Le fait inédit de ce scrutin majeur au Kenya a été le soutien apporté par Uhuru Kenyatta, le président sortant, à son ex-rival Raila Odinga au détriment de son colistier et vice-président pendant dix ans, William Ruto. Il est vrai qu’en raison du fort clivage ethnique et de son ancrage politique dans la société kényane depuis l’indépendance du pays en 1963, par temps de crise les deux hommes symbolisaient globalement le parti de la cohésion ou de la désunion nationale. L’un est, en effet, le fils du premier président du pays, Jomo Kenyatta, et l’autre le fils de Oginga Odinga, premier vice-président.

Les routes de Jomo, un Kikuyu, et Odinga, un Luo, s’étaient ensuite séparées, celui-ci devenant après la rupture un opposant de poids au président. L’antagonisme entre les deux figures de l’indépendance a rythmé la vie publique du Kenya et plus tard façonné l’engagement politique de leurs fils-héritiers. Ils ambitionnent tous de diriger leur pays et se « heurtent » pour la première fois presque par défaut en 2007. A la suite de l’élection du président Mwai Kibaki contestée par Raila Odinga, mais soutenue par Uhuru Kenyatta, les violences interethniques feront 1500 morts et des centaines de milliers de déplacés.
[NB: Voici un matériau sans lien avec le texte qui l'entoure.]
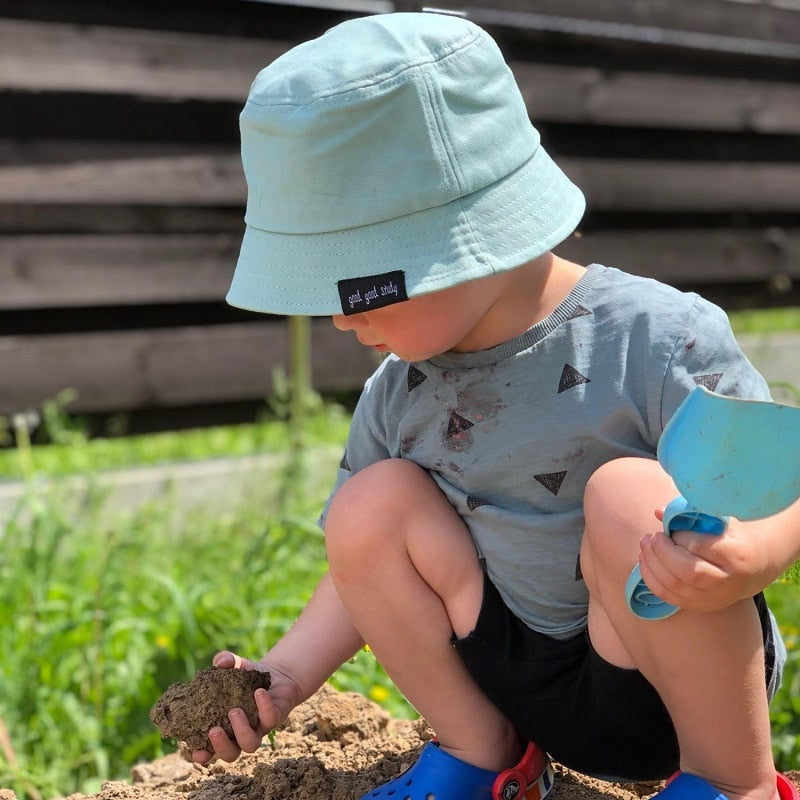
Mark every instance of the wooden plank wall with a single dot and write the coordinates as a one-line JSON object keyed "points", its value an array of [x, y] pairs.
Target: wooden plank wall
{"points": [[121, 192]]}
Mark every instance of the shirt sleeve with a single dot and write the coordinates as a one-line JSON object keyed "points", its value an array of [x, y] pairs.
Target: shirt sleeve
{"points": [[707, 354]]}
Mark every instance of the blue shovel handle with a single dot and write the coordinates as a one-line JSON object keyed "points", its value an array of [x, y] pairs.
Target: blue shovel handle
{"points": [[679, 515]]}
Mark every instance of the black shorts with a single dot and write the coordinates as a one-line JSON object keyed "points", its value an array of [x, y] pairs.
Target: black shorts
{"points": [[589, 715]]}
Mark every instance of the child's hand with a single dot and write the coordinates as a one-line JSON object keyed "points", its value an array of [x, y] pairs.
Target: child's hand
{"points": [[273, 708], [706, 572]]}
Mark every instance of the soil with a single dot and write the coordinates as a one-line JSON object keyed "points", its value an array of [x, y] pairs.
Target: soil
{"points": [[335, 746], [186, 711]]}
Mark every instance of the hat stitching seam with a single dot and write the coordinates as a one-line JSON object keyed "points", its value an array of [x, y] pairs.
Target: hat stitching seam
{"points": [[378, 79]]}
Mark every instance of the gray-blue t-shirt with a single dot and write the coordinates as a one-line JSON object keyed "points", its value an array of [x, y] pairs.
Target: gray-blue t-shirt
{"points": [[512, 434]]}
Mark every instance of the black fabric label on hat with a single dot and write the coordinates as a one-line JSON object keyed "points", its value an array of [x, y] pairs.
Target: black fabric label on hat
{"points": [[372, 291]]}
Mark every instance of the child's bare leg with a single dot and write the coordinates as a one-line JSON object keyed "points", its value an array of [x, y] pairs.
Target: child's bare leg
{"points": [[407, 572], [708, 668]]}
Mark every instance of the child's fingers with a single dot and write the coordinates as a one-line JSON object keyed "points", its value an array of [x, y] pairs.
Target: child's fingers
{"points": [[224, 748], [247, 739]]}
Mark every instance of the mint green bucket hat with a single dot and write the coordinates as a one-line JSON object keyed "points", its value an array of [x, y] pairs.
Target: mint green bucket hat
{"points": [[391, 157]]}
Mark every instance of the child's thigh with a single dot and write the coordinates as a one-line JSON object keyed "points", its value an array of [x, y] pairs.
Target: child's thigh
{"points": [[588, 714]]}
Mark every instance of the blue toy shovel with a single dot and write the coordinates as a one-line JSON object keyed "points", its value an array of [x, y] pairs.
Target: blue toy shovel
{"points": [[727, 456]]}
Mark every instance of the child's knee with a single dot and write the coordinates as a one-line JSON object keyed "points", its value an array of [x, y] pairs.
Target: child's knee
{"points": [[619, 504], [371, 504]]}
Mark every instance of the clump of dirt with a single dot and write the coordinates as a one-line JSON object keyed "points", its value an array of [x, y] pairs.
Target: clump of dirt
{"points": [[335, 746], [186, 711]]}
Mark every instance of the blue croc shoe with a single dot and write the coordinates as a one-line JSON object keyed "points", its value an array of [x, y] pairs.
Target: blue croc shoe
{"points": [[689, 787], [437, 775]]}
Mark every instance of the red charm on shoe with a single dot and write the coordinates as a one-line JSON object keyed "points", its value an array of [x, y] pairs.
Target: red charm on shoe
{"points": [[531, 779]]}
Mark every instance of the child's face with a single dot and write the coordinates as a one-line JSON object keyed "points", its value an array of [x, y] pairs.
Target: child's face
{"points": [[426, 325]]}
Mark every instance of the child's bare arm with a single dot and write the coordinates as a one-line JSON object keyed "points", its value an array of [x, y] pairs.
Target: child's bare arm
{"points": [[304, 658], [702, 572]]}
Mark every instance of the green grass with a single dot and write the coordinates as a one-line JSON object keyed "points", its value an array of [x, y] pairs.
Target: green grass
{"points": [[100, 610], [771, 320], [69, 450]]}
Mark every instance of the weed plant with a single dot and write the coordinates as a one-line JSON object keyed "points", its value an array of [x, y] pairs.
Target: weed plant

Un gouvernement d’union nationale voit le jour en 2008 conduit par Raila Odinga et dans lequel Uhuru Kenyatta est vice-Premier ministre et ministre du Commerce puis des Finances. Il gagne un premier mandat présidentiel en 2013, et un second en 2017, toujours contre Raïla Odinga mais toujours dans un climat de fortes tensions. L’apaisement s’installe en 2018 quand Odinga bénéficie du prestigieux statut de chef de file de l’opposition. La réconciliation entre eux est si spectaculaire qu’Uhuru Kenyatta déclare soutenir la candidature d’Odinga à la présidentielle du mois passé.
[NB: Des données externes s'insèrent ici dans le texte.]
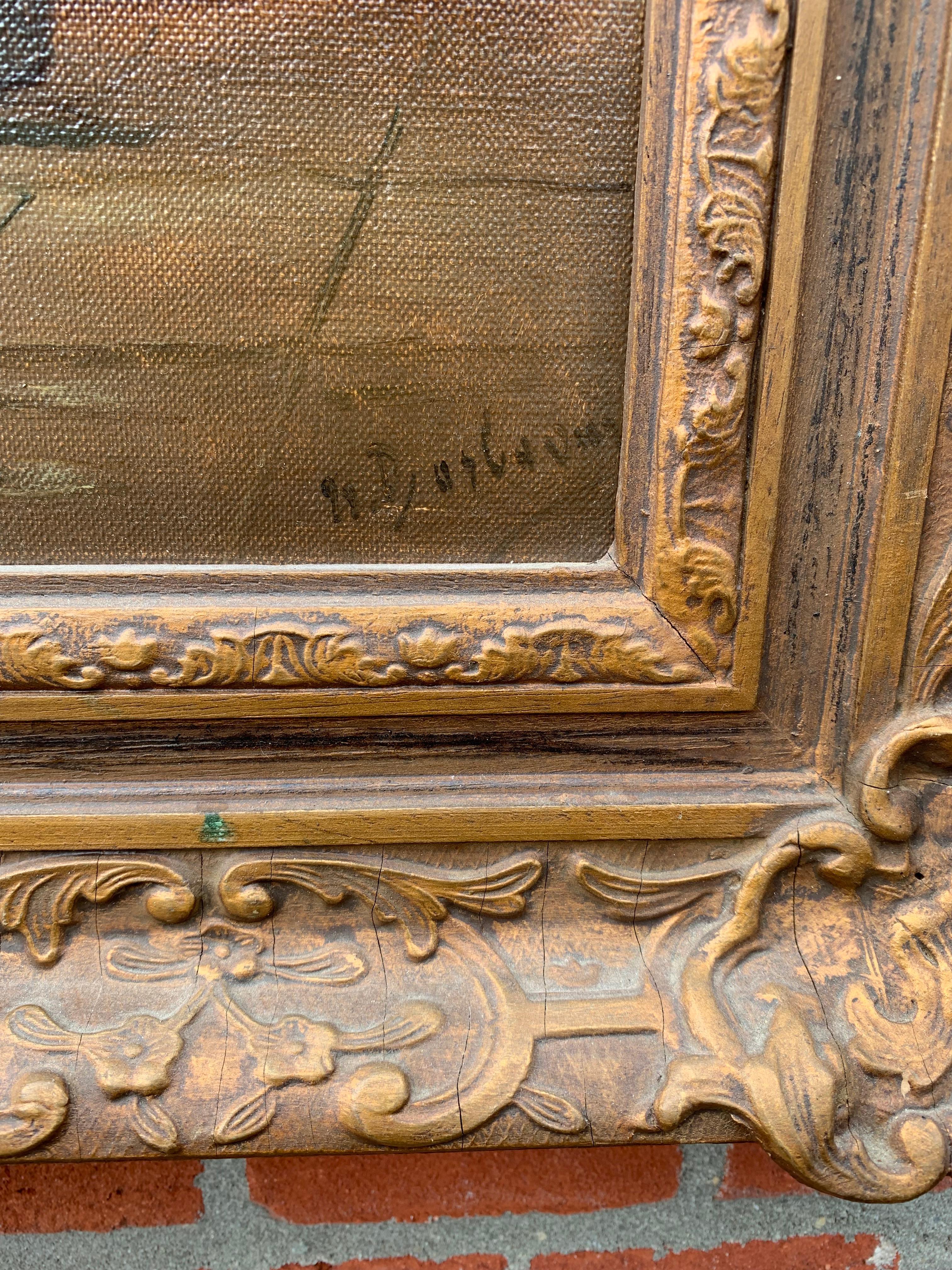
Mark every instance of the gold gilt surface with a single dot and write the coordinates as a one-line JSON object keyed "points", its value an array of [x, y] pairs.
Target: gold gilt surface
{"points": [[653, 848]]}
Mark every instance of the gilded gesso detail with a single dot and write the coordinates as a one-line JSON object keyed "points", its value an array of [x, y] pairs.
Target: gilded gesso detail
{"points": [[339, 1001], [560, 651], [725, 204]]}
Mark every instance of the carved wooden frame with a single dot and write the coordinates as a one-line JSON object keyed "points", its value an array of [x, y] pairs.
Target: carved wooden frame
{"points": [[672, 619]]}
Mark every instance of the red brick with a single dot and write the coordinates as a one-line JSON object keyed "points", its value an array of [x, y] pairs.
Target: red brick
{"points": [[413, 1188], [751, 1174], [808, 1253], [474, 1261], [42, 1199]]}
Cette décision du président a été fortement critiquée y compris dans son propre camp. Mais peut-être qu’elle a sauvé le Kenya d’une énième spirale des violences postélectorales. L’homme contre lequel Raila Odinga a perdu l’élection présidentielle deux fois de suite dans une atmosphère délétère, et qui décide de lui apporter son soutien pour lui succéder a sans doute essayé de le faire de bonne foi. Et aussi d’amener l’opposant historique à comprendre qu’une élection peut être gagnée ou même être perdue parfois honnêtement. Dans le cas d’espèce, poursuivre la contestation comme il a tenté de le faire après l’annonce des résultats provisoires, comme ce fut le cas sous Mwai Kibaki ou sous Uhuru Kenyatta, pourrait s’avérer politiquement ruineux.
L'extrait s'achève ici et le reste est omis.